Getting corporate sponsorships is helpful in both promoting your business and defraying promotion costs. Also, when you have corporate sponsors, people who might buy your product or service tend to trust you more. Plus, you get paid to have the sponsorship. However, you will never be successful getting corporate sponsors if you don't write killer proposals. The secret is to include several important components.

Start with a story that will make an emotional connection. Behind every corporate sponsor is a human being. Human beings determine who the corporation will sponsor and who they won't. They don't want to do business with a machine; they want to do business with a human. Thus, if your business is about helping moms find green products for their homes that will actually do the job, then tell a story about how you successfully converted your home to a green, safe and clean home while raising three active children under the age of four; or tell the story of a mom who was successful because your company helped her do the same in her home. Keep your story brief but compelling.

Give a clear description of what you do or what your company does. As in the preceding example, "We help busy moms find products that are safe for their children, safe for the environment and actually thoroughly clean. We show moms that using particular products is not only good for their families and the environment but is also cost effective and does the job moms need the products to do."

Write a clear mission statement. It should describe what you do, how and why. It should also include who needs what you do and why.

Include the benefits to the corporate sponsor.
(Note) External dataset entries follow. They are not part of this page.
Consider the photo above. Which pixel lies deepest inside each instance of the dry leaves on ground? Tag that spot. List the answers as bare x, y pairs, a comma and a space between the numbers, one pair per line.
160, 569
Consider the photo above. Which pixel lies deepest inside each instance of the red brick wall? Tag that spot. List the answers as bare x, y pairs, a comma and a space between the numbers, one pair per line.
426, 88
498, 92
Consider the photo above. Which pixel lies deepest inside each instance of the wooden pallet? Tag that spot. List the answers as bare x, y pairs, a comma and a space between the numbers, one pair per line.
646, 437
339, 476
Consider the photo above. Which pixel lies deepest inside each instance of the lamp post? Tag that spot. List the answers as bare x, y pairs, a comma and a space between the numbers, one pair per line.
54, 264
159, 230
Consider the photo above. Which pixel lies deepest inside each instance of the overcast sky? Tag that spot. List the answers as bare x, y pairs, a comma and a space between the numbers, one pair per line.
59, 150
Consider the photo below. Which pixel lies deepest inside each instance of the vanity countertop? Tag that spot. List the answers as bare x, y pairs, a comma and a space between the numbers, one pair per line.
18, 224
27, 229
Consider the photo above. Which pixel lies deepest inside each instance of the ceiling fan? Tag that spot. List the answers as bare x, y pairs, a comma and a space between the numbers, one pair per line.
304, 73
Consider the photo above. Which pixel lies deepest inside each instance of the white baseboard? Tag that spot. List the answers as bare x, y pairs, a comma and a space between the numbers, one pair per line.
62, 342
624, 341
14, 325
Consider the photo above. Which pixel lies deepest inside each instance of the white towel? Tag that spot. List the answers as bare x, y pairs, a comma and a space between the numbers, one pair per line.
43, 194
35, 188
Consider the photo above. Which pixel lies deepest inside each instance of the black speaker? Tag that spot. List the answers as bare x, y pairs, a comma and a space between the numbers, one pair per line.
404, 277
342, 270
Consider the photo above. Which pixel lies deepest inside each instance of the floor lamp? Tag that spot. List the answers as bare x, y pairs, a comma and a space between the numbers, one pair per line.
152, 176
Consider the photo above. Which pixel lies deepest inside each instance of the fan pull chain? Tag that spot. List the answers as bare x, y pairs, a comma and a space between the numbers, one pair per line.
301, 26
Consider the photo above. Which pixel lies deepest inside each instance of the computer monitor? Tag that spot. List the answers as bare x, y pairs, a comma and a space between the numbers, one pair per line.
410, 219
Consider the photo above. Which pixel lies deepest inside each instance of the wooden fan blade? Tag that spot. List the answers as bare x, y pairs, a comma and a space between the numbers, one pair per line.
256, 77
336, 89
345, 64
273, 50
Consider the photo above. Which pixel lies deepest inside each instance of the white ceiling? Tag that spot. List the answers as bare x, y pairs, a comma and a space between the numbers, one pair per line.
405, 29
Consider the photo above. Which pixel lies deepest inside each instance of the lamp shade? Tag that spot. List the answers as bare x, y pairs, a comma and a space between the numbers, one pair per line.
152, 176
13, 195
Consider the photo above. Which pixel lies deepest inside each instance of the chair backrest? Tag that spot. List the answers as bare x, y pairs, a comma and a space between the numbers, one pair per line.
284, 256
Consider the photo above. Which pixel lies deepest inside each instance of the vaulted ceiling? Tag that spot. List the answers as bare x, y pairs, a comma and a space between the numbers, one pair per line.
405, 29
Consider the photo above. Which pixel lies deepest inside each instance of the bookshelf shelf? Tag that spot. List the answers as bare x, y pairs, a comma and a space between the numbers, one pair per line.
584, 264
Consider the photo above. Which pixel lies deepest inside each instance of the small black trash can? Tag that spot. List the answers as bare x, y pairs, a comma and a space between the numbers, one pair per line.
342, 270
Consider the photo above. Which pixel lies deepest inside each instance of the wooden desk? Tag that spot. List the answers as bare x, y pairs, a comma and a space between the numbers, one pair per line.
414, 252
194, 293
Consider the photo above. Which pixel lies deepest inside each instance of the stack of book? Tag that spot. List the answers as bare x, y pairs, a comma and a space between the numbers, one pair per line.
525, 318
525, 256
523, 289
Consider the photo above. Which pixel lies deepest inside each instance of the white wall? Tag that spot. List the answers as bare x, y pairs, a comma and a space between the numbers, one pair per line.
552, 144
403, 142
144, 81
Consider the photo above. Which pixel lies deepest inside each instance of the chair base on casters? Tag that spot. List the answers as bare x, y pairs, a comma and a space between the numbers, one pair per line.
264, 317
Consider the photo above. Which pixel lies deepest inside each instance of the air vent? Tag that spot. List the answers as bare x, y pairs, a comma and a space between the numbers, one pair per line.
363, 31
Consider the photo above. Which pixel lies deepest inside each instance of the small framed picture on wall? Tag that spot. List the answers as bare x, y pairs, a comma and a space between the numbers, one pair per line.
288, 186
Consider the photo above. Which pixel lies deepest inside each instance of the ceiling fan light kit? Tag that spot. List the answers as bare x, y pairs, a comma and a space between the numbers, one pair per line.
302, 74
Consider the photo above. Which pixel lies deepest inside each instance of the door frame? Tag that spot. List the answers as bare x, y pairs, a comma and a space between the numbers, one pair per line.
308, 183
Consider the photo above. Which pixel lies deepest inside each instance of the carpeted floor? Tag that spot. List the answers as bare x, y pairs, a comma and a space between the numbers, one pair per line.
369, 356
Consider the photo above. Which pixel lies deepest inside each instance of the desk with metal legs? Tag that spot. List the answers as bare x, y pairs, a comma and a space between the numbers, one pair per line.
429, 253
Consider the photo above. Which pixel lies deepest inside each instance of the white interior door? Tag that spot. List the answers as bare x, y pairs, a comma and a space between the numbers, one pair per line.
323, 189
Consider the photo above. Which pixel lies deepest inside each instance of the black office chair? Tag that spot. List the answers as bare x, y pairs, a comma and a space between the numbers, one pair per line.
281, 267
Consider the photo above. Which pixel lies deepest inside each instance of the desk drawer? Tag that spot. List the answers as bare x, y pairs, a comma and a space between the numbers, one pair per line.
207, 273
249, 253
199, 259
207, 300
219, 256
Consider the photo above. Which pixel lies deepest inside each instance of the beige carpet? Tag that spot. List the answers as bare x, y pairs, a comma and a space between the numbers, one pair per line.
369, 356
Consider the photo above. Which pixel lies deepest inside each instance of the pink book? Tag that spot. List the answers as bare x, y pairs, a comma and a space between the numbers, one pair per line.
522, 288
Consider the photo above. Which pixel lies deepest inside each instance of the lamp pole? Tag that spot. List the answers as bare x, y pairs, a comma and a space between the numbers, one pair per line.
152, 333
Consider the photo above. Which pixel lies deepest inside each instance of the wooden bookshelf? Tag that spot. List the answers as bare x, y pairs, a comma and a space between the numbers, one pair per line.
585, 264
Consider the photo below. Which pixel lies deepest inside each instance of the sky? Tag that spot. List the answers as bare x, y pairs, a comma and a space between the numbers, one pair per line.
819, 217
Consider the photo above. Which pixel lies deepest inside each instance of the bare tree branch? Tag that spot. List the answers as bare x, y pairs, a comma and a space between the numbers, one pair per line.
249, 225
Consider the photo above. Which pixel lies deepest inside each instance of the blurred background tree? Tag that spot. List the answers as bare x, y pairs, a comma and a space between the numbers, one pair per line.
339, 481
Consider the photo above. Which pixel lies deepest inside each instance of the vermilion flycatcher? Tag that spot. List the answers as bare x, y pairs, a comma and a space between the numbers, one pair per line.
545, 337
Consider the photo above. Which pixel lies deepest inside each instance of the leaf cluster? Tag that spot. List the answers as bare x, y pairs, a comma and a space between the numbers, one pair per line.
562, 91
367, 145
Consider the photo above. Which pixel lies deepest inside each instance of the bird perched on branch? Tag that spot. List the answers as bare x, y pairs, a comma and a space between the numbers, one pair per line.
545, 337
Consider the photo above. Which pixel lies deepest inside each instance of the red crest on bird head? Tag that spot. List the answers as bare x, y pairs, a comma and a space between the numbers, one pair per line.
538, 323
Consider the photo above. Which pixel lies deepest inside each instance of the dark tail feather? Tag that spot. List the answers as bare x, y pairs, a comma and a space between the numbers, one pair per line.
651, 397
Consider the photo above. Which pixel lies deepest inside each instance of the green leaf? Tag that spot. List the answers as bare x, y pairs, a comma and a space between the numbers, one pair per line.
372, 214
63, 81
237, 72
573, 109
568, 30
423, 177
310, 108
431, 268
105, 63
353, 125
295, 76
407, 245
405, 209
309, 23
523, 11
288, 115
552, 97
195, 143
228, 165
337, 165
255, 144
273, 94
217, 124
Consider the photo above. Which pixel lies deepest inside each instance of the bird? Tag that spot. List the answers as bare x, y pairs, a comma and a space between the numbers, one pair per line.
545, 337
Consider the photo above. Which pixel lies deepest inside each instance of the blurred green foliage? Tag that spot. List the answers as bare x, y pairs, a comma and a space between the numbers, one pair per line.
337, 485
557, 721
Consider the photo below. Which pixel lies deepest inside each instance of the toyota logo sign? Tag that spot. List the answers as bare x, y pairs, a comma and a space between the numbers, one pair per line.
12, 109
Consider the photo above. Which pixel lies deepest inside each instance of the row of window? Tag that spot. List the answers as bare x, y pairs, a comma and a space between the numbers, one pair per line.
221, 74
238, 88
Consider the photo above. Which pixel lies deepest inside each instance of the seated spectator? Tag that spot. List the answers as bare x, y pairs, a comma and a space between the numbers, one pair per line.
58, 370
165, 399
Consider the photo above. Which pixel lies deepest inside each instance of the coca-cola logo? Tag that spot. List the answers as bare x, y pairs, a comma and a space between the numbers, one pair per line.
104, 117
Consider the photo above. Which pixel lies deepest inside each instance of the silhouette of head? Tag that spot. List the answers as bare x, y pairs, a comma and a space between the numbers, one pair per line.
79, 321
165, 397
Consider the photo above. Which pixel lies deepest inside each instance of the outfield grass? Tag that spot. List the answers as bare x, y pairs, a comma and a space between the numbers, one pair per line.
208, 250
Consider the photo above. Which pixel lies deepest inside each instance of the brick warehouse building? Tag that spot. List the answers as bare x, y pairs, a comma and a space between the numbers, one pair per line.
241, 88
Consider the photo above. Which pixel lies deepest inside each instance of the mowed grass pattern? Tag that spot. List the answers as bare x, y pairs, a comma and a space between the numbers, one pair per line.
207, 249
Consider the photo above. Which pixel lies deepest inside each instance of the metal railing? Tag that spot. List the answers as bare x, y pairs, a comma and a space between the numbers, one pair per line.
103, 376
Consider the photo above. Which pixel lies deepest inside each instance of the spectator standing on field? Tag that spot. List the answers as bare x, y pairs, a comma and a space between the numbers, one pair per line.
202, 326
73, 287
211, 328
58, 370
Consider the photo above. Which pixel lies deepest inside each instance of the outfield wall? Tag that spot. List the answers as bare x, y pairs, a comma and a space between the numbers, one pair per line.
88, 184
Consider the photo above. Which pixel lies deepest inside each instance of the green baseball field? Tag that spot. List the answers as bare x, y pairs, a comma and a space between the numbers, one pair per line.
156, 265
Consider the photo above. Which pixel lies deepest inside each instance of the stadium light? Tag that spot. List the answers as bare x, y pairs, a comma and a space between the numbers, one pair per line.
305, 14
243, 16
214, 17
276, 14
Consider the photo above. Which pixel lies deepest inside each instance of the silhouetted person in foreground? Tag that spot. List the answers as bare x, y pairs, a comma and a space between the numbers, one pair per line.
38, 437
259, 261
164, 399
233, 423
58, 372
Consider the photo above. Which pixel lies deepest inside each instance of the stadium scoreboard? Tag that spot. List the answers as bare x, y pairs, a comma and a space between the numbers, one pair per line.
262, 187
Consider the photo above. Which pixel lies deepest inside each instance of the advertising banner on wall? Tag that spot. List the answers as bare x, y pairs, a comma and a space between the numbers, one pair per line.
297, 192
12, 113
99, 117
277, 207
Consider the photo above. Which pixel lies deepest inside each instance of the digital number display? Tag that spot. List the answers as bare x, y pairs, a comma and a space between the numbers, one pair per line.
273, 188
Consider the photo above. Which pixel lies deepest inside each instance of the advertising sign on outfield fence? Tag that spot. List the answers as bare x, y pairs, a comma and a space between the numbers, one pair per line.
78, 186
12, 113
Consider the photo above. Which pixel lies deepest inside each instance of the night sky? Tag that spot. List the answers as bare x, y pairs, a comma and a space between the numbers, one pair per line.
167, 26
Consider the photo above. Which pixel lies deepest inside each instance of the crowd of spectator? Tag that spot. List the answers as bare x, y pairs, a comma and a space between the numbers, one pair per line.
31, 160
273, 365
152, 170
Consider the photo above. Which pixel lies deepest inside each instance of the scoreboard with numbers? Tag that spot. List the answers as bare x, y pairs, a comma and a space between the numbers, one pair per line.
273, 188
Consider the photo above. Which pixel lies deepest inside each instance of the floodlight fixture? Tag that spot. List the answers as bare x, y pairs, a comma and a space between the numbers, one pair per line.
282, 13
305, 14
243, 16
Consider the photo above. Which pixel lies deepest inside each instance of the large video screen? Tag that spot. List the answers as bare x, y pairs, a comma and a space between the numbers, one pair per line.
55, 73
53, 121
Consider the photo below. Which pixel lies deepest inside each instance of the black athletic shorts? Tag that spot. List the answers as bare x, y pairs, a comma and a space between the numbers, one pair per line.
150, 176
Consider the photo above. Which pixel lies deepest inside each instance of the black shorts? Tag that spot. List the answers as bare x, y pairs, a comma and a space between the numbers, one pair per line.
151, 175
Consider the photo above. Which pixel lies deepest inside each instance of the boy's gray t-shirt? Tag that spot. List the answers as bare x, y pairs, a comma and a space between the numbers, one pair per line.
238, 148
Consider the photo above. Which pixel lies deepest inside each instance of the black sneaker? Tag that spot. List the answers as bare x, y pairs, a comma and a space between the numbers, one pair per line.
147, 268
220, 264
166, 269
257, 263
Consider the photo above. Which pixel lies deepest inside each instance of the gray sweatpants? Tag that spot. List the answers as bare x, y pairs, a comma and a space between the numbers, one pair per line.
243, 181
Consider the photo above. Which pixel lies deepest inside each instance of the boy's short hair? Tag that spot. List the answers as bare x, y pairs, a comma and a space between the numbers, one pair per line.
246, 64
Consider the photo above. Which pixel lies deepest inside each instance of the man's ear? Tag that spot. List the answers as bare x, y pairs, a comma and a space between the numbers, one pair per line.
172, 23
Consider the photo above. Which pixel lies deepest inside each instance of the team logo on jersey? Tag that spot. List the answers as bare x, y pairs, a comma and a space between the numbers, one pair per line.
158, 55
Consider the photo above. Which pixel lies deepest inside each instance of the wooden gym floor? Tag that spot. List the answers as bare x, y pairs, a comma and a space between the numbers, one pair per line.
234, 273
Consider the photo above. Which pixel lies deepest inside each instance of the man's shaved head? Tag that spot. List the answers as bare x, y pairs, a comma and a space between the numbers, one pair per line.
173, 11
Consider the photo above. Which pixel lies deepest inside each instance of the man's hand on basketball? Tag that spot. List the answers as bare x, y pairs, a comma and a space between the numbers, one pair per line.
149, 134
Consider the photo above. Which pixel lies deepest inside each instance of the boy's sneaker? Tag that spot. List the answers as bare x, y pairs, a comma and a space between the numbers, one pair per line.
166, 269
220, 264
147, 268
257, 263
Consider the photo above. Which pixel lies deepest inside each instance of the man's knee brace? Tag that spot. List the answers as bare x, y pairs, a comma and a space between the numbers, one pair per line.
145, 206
If you represent a green cleaning product company, tie in the benefit to your corporate sponsor for being affiliated with you. If you have a mailing list of more than 50,000 readers, state that as your corporate sponsor, more than 50,000 will be exposed to their brand and their name for a year, once a week or however often you do a mailing. If you are going to publish an article about your corporate sponsor on your website, state that in this section.

Include demographic information. You should already have done research on your demographics. If not, Google "statistics (your-target-population)." If you market eco-friendly cleaning products to moms, type "statistics moms." Once you do some research, you can narrow your search, adding +eco-friendly or +environment or +cleaning products — whatever are your popular keywords. If you hit on a company relevant to your target population and it offers a media kit, request one. Media kits tend to include demographic information.

Specify who is on your advisory board. If you are not an expert in your field, make sure you have people surrounding you who are. Make sure you name those people in your proposal. They will help lend credibility to your business and ultimately to the corporate sponsorship.

Request a specific amount of money. Remember, when you get a corporate sponsor, the contract should be for one year; thus, request an amount for a year. Even if it is specifically for a one-time event, you should make the statement that you are asking for a specific amount for one year. Ask for no less than $10,000, up to $100,000. Remember, corporate sponsorship does not automatically renew. Once the year is up, you will need to submit a new proposal. Again, make sure you ask for no less than $10,000.